India's foreign direct investment inflows more than doubled to $4.67 billion in September, according to an official of the Department of Industrial Policy and Promotion.
In September 2011, the country had attracted FDI worth $1.76 billion.
The September 2012 figure is the highest for any month in this fiscal so far.
Foreign inflows, in August 2012, had declined by 20 per cent to $2.26 billion after registering an increase in July at $1.47 billion.
In April, May and June, the inflows ranged between $1.24 billion and $1.85 billion.
For the April-September 2012 period, FDI inflows, however, declined by about 33 per cent to $12.84 billion from $19.13 billion in the year-ago period as inflows were small in the initial months, the official told PTI.

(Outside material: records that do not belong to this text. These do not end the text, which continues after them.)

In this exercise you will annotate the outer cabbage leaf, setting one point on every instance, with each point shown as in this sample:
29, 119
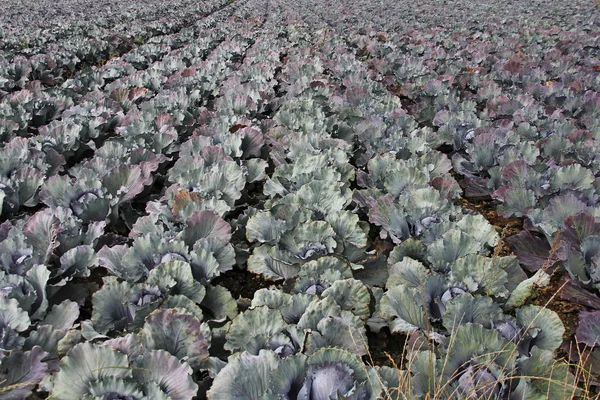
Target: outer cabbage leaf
252, 323
404, 307
175, 277
542, 325
168, 373
20, 372
86, 365
179, 334
245, 377
263, 261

Sectors which received large FDI inflows in September include services ($3 billion), metallurgical ($685 million), construction ($644 million) and automobile ($635 million).

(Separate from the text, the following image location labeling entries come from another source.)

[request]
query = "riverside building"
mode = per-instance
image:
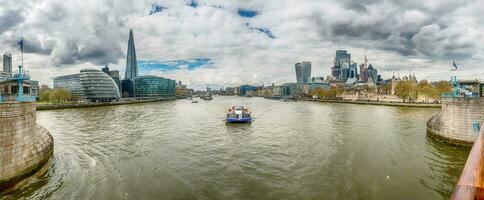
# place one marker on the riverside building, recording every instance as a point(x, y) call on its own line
point(154, 86)
point(91, 85)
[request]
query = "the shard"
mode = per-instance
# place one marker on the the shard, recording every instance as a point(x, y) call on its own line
point(131, 64)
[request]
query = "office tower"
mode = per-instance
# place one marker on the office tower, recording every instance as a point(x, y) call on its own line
point(341, 67)
point(303, 71)
point(131, 63)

For the April-September 2012 period, India received maximum FDI from Mauritius ($6.25 billion), Japan ($1.32 billion), Singapore ($1.12 billion) the Netherlands ($968 million) and the UK ($592 million).
The inflows had aggregated to $36.50 billion in 2011-12 against $19.42 billion in 2010-11 and $25.83 billion in 2009-10.
Asked about the reason for the jump in the FDI inflow, the official said the numbers are fluctuating in nature.
However, he said decisions like allowing FDI in multi-brand retail and civil aviation would help in boosting investments in the country in the coming months.
Industry experts say foreign investments are important for India, which needs to fund over 1 trillion over the next five years to overhaul its infrastructure sector like ports, airports and highways key to boost growth.
Decline in foreign investments puts pressure on the country's balance of payments and could also impact the rupee.